Bangkok has expanded at a breakneck pace, with high-rise condos and gleaming skyscrapers shooting up in recent decades.

When the tremors began, Bella Pawita Sunthornpong thought she was experiencing a moment of lightheadedness, “because I was seeing everything was swaying.”

She grabbed her phone and started running down from the 33rd floor, telling others around her to run too. As she made her way out of the building, she said, ceiling paint was falling and everything was still swaying.

“I was thinking, you know, whatever happened, I just need to keep running until I hit the ground,” Pawita Sunthornpong said.

Engineers were rushing Saturday to assess nearly 1,000 reports of “structural concerns” across the city. Authorities said buildings would be graded – green for safe, yellow for buildings with some damage which are usable with caution, and red indicating severe damage requiring closure.

Fresh misery for war-torn Myanmar

The worst damage has taken place hundreds of miles away across the border in Myanmar, a nation far less well equipped to deal with such a large disaster.

The quake struck near Myanmar’s second most populous city, Mandalay, home to historic temple complexes and palaces.

Reuters video from near Mandalay showed a multi-story building collapsing in on itself as the quake hit, sending around a dozen saffron-robed monks ducking for cover.

The city, home to around 1.5 million people, is normally popular with foreign tourists.

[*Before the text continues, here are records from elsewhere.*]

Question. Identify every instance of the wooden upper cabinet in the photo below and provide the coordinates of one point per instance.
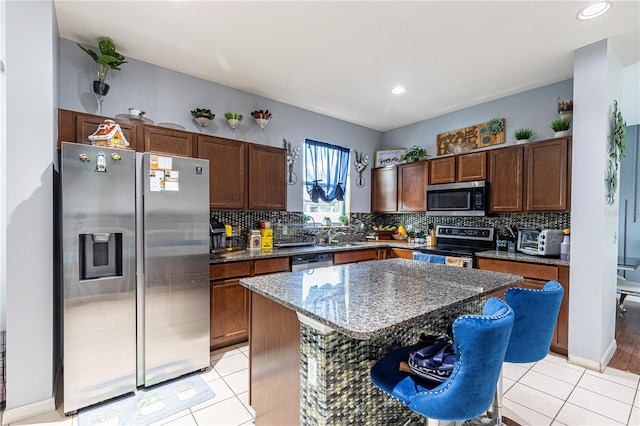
(166, 141)
(412, 187)
(384, 189)
(548, 176)
(77, 127)
(227, 171)
(505, 179)
(472, 166)
(267, 182)
(442, 170)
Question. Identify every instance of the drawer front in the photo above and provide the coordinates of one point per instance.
(229, 270)
(529, 270)
(268, 266)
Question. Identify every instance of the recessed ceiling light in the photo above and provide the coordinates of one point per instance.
(594, 10)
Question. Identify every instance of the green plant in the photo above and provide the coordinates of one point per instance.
(560, 124)
(233, 116)
(523, 134)
(414, 153)
(108, 59)
(495, 126)
(203, 112)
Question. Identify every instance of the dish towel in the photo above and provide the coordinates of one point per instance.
(454, 261)
(431, 258)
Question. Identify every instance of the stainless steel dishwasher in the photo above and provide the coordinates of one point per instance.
(311, 261)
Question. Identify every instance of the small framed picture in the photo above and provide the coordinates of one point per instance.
(389, 157)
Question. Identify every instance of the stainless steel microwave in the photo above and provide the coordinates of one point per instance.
(457, 199)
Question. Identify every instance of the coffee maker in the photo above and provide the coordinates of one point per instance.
(218, 236)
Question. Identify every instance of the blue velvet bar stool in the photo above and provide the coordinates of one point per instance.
(480, 343)
(536, 313)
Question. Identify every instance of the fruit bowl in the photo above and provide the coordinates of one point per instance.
(461, 148)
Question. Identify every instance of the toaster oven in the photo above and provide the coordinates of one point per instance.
(540, 242)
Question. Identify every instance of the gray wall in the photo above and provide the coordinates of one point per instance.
(169, 96)
(31, 99)
(533, 109)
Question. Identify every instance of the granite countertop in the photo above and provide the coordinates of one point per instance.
(521, 257)
(369, 299)
(236, 256)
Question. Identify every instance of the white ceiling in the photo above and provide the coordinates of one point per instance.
(342, 58)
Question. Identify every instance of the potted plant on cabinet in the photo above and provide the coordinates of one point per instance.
(561, 127)
(523, 135)
(414, 153)
(109, 59)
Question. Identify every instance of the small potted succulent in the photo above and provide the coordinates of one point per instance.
(414, 153)
(523, 135)
(203, 116)
(561, 127)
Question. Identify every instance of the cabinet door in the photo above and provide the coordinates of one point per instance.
(227, 166)
(86, 125)
(267, 182)
(442, 170)
(229, 313)
(472, 166)
(384, 189)
(548, 176)
(505, 179)
(412, 187)
(167, 141)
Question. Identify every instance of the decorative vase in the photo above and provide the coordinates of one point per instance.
(100, 88)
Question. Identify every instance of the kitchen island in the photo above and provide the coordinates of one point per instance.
(315, 334)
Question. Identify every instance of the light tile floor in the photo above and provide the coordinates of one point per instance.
(549, 392)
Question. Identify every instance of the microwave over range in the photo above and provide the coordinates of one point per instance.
(457, 199)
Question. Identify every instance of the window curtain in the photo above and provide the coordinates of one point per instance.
(326, 170)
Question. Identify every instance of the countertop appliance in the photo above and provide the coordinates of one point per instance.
(135, 296)
(457, 199)
(302, 262)
(540, 242)
(461, 242)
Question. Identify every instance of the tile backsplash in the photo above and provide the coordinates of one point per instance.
(288, 226)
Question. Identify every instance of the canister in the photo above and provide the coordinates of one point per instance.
(255, 240)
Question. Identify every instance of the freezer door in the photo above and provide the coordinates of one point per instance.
(99, 317)
(176, 266)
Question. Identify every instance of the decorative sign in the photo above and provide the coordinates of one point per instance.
(479, 134)
(389, 157)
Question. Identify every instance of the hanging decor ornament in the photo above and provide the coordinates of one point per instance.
(292, 156)
(361, 163)
(617, 149)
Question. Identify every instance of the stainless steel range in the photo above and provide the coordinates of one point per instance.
(460, 242)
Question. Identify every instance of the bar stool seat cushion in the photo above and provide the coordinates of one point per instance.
(480, 342)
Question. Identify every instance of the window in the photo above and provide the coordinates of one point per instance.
(326, 181)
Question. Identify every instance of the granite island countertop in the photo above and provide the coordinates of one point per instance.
(369, 299)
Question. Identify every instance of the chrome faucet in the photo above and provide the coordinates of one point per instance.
(330, 235)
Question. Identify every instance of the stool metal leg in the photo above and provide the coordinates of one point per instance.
(496, 413)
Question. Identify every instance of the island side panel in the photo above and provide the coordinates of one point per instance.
(337, 389)
(274, 346)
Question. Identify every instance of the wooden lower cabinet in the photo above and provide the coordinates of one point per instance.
(536, 276)
(229, 303)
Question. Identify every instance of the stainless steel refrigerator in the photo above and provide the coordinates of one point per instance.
(135, 270)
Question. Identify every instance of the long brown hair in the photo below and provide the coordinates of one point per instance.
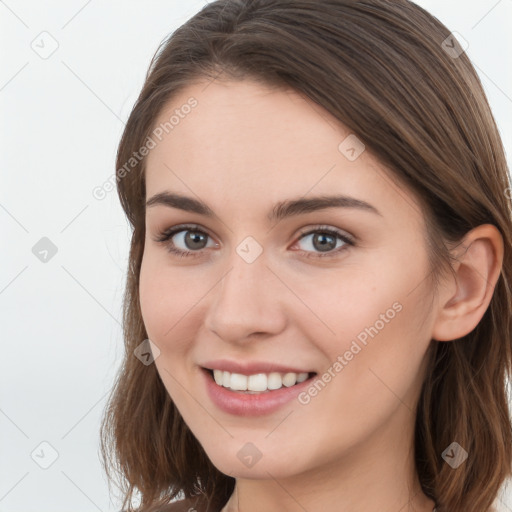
(396, 77)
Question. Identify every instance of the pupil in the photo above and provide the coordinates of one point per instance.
(323, 245)
(192, 239)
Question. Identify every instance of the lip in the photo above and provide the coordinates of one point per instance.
(243, 404)
(251, 367)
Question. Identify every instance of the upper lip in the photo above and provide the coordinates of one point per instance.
(251, 367)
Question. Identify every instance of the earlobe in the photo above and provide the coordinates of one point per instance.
(463, 302)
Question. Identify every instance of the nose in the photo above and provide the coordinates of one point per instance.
(248, 301)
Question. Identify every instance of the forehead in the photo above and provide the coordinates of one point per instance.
(260, 144)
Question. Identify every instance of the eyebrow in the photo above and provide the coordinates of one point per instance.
(280, 210)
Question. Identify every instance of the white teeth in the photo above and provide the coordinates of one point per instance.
(259, 382)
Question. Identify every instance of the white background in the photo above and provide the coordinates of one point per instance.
(62, 118)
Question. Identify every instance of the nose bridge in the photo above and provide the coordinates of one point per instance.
(245, 301)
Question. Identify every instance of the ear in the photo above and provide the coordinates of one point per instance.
(464, 300)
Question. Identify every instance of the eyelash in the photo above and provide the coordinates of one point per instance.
(165, 236)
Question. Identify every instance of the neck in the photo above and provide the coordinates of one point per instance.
(380, 475)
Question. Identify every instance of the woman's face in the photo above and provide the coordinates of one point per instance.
(264, 283)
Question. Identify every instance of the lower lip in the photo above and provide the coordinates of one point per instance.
(246, 404)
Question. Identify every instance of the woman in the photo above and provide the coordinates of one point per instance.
(318, 307)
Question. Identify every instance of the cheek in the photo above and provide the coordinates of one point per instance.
(169, 297)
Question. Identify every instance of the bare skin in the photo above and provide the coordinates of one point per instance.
(242, 149)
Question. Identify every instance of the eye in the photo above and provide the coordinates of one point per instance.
(184, 240)
(189, 240)
(325, 240)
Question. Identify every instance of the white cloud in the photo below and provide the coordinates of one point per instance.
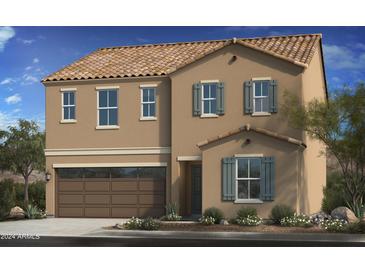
(13, 99)
(340, 57)
(6, 33)
(7, 81)
(26, 41)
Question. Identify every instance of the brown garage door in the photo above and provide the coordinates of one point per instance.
(110, 192)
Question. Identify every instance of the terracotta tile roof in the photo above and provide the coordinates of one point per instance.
(163, 59)
(255, 129)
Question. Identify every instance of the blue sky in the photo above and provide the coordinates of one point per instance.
(29, 53)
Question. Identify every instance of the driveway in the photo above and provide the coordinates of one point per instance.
(56, 226)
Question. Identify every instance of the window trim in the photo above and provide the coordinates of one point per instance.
(254, 112)
(208, 115)
(148, 118)
(63, 120)
(249, 200)
(98, 126)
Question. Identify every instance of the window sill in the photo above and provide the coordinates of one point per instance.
(209, 116)
(148, 118)
(107, 127)
(248, 201)
(261, 114)
(71, 121)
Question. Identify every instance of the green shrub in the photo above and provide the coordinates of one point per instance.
(33, 212)
(150, 224)
(7, 197)
(171, 213)
(207, 220)
(133, 224)
(358, 227)
(249, 220)
(279, 212)
(215, 213)
(334, 225)
(333, 192)
(300, 220)
(244, 212)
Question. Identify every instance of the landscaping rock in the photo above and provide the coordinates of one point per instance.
(224, 222)
(16, 213)
(319, 217)
(344, 213)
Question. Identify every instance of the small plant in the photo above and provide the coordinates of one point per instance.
(150, 224)
(215, 213)
(245, 212)
(300, 220)
(33, 212)
(279, 212)
(207, 220)
(171, 213)
(133, 224)
(334, 225)
(249, 220)
(358, 227)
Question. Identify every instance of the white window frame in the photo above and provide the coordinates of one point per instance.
(203, 83)
(148, 118)
(258, 113)
(107, 108)
(63, 92)
(237, 179)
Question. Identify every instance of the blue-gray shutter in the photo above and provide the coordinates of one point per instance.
(220, 98)
(273, 103)
(248, 97)
(197, 88)
(267, 183)
(228, 179)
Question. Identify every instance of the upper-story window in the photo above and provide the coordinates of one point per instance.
(261, 96)
(209, 98)
(148, 103)
(108, 107)
(68, 106)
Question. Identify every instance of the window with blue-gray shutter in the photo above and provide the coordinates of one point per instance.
(208, 99)
(228, 179)
(267, 185)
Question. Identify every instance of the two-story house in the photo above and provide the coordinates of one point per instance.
(130, 129)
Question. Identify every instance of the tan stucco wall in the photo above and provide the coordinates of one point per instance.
(50, 187)
(286, 171)
(187, 130)
(314, 163)
(132, 131)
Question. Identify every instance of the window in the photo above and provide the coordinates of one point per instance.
(107, 108)
(248, 178)
(68, 106)
(148, 102)
(261, 96)
(209, 98)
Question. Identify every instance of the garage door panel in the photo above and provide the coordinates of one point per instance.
(70, 186)
(70, 199)
(151, 186)
(99, 212)
(125, 186)
(70, 212)
(151, 211)
(96, 186)
(118, 212)
(124, 199)
(97, 199)
(150, 199)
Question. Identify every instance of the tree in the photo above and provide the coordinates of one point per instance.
(22, 151)
(340, 124)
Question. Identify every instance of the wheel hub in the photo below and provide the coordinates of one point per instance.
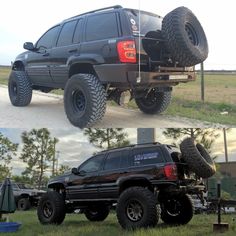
(47, 209)
(78, 100)
(134, 211)
(192, 34)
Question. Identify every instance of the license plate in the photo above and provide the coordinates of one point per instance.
(178, 77)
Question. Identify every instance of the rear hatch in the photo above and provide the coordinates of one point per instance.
(146, 29)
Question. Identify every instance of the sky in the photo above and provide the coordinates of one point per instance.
(27, 20)
(74, 147)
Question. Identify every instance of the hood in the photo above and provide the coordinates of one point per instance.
(60, 178)
(23, 56)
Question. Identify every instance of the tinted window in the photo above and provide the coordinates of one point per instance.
(148, 22)
(77, 31)
(124, 159)
(66, 34)
(93, 164)
(112, 161)
(14, 186)
(146, 156)
(102, 26)
(47, 40)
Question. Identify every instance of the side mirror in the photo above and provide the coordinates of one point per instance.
(29, 46)
(75, 171)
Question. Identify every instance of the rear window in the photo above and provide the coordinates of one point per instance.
(146, 156)
(148, 22)
(102, 26)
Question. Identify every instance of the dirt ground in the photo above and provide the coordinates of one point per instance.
(46, 110)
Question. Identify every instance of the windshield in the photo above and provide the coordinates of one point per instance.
(148, 22)
(24, 186)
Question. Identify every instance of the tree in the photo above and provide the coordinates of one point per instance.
(63, 169)
(7, 152)
(38, 152)
(204, 136)
(107, 138)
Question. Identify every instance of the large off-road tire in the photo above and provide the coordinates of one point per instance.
(185, 38)
(197, 158)
(23, 204)
(51, 208)
(176, 209)
(19, 88)
(154, 102)
(136, 208)
(84, 100)
(97, 213)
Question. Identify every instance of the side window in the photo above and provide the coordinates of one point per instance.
(15, 187)
(146, 156)
(113, 161)
(124, 162)
(102, 26)
(47, 40)
(93, 164)
(66, 35)
(78, 31)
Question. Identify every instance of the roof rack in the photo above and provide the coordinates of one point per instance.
(101, 9)
(131, 145)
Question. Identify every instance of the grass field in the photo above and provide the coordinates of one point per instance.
(220, 97)
(79, 225)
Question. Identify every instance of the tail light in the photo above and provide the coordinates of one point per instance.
(127, 51)
(171, 172)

But a civil war has raged across the country since the military took power in 2021, ousting civilian leader Aung San Suu Kyi and ending a 10-year experiment with democratic rule.

Swathes of the country lie outside the control of the junta and are run by a patchwork of ethnic rebels and militias, making compiling reliable information extremely difficult.

The epicenter was recorded in Sagaing region, which borders Mandalay and has been ravaged by the war, with the junta, pro-military militia and rebel groups battling for control and all running checkpoints, making travel by road or river extremely difficult.

Having largely shut the country off from the world during four years of civil war, Min Aung Hlaing – the leader of Myanmar’s military government – issued an “open invitation to any organizations and nations willing to come and help the people in need within our country,” adding the toll was likely to rise.

Several aid agencies said they are mobilizing ground operations.

But the military – which has ruled Myanmar for most of its history since independence from Britain in 1948 – has a long and troubled track record of struggling to respond to major natural disasters, and in the past has granted humanitarian access, only to rescind it later.